Python, of course, gives you access to a host of useful libraries for NLP
(SpaCy[3], NLTK, Textacy), machine learning (Scikit-learn, PyTorch,
Tensorflow), and more general data processing (Pandas) and visualization
(Matplotlib, Seaborn).

[1]:
[https://github.com/aria42/flare/blob/master/README.md](https://github.com/aria42/flare/blob/master/README.md)
[2]:
[https://github.com/thinktopic/cortex](https://github.com/thinktopic/cortex)
[3]: [https://spacy.io/index](https://spacy.io/index)

------
mindcrime
You can't really go wrong with Python, Java (or any JVM language), R, Octave,
or probably even C++. Prolog might have some appeal if you already know the
language.

If you're really curious as to what languages are being used in this area -
and how - one good source is here:

[http://mloss.org/software/language/](http://mloss.org/software/language/)
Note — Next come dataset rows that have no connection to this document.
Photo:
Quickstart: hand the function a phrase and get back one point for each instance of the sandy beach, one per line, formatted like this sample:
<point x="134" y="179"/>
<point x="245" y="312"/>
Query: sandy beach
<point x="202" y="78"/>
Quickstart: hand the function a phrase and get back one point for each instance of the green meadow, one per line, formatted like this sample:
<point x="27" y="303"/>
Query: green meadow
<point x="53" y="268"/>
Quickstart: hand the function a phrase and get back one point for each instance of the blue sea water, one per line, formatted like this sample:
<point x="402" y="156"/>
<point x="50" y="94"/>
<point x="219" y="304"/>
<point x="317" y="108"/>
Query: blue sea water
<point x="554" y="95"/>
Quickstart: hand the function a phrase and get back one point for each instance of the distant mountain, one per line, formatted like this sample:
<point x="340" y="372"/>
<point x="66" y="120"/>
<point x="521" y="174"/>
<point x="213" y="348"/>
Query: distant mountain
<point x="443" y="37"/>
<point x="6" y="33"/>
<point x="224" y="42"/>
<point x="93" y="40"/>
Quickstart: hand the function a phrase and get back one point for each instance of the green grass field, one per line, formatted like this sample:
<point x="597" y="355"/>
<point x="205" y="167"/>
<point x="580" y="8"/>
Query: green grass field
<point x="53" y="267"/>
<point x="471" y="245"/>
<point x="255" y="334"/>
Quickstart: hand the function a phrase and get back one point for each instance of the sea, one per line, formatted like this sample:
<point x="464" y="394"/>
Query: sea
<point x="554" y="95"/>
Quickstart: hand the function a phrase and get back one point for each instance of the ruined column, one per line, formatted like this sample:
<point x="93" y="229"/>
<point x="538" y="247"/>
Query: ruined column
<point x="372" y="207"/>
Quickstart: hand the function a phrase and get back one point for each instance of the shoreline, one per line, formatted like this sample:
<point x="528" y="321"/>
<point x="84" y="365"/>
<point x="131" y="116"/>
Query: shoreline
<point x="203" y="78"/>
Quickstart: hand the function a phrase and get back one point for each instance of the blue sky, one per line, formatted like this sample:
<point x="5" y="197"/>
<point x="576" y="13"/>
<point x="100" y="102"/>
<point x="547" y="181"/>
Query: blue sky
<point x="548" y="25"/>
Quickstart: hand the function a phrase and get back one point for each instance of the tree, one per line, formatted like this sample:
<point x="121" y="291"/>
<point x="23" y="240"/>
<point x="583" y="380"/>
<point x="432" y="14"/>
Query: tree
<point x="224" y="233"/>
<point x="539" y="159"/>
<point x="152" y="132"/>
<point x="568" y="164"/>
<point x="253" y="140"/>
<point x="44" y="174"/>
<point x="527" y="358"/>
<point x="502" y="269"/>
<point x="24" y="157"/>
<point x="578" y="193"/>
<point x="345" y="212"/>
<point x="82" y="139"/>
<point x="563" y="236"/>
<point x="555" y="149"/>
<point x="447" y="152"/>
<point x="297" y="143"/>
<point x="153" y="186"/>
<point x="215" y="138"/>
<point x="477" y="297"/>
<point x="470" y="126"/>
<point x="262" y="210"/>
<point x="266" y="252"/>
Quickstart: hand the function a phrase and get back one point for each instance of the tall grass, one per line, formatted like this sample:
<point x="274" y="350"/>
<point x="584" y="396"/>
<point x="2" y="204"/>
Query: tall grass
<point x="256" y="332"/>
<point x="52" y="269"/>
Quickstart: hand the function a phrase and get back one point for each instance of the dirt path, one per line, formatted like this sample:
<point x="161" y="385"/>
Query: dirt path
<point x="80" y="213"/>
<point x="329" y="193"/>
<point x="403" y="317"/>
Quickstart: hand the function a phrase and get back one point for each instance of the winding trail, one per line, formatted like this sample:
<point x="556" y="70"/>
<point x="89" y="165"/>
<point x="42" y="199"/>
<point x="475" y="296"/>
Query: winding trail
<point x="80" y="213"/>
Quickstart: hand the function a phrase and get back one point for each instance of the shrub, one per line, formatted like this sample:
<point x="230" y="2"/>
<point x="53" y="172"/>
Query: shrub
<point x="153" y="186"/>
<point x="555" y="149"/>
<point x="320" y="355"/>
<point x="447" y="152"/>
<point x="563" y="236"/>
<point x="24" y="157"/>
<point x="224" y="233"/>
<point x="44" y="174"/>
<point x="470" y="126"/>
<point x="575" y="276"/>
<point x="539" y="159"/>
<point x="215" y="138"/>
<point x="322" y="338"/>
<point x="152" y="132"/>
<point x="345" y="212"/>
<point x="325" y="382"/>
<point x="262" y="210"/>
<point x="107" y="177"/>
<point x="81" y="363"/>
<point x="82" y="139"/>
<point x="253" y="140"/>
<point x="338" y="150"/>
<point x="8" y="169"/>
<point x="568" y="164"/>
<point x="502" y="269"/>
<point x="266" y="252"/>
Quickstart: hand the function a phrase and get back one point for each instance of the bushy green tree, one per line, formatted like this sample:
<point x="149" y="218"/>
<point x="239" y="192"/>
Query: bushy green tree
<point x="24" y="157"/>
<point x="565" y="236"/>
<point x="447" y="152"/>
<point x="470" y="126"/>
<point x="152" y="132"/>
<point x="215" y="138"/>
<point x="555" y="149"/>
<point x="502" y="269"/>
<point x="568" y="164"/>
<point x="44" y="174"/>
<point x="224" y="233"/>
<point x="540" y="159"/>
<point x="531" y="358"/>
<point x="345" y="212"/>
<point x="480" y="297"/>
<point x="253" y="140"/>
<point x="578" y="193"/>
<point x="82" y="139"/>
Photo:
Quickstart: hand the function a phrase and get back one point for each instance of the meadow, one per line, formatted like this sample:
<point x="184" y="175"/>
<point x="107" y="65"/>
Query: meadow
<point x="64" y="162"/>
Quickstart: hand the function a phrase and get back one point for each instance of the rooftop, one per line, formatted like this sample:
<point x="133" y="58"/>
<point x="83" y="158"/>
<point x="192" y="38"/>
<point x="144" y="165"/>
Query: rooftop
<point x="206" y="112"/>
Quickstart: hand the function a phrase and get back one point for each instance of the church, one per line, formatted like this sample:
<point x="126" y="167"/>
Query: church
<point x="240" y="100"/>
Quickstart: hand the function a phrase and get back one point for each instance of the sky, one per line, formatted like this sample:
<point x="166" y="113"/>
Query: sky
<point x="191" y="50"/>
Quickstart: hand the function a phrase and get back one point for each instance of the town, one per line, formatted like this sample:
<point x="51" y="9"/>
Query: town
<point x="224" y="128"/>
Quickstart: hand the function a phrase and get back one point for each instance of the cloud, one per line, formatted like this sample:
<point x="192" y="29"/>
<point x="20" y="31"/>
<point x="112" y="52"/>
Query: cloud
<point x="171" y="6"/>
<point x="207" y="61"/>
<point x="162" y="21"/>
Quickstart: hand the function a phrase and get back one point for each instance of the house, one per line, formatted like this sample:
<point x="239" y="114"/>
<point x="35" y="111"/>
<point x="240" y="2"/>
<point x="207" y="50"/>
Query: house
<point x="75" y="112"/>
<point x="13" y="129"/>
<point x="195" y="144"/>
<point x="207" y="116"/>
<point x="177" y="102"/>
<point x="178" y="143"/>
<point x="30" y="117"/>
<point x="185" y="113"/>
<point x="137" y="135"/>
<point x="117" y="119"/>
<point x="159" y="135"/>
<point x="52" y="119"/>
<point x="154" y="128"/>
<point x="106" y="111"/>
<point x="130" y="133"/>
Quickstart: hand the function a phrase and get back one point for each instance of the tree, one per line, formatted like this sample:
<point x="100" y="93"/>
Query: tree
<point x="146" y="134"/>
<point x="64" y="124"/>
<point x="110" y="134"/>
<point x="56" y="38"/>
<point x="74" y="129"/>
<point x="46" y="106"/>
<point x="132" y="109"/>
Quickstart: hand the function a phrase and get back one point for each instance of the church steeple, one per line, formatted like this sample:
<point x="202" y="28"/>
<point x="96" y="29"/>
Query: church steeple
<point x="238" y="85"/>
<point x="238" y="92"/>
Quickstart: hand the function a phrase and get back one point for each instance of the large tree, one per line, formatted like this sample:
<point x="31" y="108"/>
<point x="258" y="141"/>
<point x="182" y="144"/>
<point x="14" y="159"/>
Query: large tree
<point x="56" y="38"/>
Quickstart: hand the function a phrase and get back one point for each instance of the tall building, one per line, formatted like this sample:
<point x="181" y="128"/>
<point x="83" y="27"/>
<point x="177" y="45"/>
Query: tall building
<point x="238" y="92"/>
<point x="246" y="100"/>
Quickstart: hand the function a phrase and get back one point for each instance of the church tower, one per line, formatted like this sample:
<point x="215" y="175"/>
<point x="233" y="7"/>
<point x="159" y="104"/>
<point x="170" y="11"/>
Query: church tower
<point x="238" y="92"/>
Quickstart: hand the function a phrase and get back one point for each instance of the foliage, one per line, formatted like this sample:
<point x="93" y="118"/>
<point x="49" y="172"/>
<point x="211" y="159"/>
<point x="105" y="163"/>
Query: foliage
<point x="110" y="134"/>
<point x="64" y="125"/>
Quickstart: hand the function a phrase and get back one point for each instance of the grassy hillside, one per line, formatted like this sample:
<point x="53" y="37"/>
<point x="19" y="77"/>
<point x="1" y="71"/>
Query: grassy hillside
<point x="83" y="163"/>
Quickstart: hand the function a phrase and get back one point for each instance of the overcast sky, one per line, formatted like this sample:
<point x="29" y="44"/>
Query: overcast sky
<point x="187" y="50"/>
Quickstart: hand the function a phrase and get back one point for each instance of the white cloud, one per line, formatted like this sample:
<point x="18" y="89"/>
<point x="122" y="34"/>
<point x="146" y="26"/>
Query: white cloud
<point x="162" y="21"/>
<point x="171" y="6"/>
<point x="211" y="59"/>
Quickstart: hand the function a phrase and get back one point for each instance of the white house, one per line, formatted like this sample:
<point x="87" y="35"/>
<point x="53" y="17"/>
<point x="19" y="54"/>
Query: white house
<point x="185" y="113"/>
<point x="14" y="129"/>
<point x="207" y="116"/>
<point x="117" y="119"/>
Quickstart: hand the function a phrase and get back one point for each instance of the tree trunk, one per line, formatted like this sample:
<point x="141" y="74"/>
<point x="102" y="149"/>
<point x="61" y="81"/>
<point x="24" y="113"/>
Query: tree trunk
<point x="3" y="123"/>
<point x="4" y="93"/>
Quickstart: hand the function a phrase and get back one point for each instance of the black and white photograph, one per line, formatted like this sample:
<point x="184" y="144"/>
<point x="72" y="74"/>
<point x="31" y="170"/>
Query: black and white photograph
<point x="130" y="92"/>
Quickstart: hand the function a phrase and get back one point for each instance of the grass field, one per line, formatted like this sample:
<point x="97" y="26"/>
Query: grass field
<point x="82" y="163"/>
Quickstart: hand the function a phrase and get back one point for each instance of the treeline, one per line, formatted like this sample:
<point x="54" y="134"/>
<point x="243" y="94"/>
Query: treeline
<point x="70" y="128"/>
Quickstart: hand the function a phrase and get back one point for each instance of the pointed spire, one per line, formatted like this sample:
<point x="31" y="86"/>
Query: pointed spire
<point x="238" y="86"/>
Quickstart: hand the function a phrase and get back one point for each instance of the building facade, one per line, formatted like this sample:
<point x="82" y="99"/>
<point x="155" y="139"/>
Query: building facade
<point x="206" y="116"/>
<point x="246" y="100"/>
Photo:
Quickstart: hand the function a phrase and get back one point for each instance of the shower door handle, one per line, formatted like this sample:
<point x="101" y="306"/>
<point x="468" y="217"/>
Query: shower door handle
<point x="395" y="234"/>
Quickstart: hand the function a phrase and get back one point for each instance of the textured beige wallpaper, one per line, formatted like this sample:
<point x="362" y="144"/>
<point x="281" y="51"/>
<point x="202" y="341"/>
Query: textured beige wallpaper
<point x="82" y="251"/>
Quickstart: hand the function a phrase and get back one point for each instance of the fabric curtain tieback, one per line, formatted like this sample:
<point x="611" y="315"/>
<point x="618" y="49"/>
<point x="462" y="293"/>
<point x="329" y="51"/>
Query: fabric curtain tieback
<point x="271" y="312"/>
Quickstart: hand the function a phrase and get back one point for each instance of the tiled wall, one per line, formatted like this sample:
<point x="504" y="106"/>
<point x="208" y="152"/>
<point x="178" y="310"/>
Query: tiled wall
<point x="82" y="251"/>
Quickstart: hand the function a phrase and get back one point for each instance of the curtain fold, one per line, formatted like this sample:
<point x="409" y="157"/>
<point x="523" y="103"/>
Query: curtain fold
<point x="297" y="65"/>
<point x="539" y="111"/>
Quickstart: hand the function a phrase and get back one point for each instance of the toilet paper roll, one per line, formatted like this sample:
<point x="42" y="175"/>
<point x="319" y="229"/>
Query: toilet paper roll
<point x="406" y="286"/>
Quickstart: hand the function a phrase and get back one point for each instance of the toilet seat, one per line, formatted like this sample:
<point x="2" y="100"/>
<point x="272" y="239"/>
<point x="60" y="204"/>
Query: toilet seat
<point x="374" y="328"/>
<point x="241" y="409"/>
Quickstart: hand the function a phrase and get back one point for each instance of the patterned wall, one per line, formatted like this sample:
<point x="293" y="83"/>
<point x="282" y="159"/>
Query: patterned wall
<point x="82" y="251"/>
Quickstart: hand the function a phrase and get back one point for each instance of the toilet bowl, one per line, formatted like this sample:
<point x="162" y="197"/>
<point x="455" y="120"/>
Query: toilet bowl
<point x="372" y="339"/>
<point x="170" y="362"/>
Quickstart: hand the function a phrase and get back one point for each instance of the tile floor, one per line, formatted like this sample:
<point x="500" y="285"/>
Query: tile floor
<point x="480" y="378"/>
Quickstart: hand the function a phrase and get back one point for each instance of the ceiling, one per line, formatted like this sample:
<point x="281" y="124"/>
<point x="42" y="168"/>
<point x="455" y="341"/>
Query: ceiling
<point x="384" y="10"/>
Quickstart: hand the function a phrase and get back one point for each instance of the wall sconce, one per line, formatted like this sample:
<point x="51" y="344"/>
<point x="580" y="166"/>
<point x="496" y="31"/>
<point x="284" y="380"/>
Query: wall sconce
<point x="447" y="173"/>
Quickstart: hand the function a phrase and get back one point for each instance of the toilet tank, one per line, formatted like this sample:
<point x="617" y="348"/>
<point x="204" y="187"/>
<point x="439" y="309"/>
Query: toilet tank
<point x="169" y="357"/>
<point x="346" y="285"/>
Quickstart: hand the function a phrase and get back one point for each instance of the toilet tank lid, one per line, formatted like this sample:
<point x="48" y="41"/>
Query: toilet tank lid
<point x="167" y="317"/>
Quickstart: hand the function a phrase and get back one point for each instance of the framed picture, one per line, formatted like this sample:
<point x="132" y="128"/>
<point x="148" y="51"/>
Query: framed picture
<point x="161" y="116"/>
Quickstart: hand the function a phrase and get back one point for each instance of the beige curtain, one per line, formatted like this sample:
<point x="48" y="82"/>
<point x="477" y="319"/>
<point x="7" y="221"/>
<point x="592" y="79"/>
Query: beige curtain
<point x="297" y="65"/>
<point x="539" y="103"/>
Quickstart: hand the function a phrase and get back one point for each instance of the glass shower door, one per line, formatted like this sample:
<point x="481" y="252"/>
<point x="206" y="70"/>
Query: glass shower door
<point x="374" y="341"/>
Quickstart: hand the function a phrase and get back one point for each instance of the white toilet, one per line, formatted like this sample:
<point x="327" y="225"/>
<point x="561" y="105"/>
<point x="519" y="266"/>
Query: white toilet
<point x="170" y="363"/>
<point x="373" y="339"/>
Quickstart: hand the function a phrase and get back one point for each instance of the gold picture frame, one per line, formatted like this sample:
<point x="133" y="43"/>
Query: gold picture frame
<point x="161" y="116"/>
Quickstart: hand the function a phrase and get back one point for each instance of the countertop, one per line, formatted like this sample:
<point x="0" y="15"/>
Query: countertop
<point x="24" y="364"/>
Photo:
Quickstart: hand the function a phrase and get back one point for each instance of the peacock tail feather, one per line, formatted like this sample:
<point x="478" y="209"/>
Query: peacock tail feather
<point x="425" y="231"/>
Personally, I'm a fan of Java and DL4J, Jenetics, SAMOA, Mahout, COLT,
OpenNLP, CoreNLP, UIMA, Jena, SparkML and the like. But I'm biased since my
background in primarily Java. I've also been doing a lot of Python and R, and
some Octave, lately and all of those are nice in their own ways as well.

The syntax of R is a bit, erm, "quirky" in some ways compared to a lot of
other languages, but it may have the best support of any language in terms of
libraries for cutting-edge statistical techniques (this is because
statisticians heavily use R and the first versions of new techniques are
usually written in R).

------
TheAlchemist
Python, hands down. By far the best tools, community, documentation etc.
Although if you are looking for something 'high frequency' you will need to
implement the stuff on the critical fast path in something faster.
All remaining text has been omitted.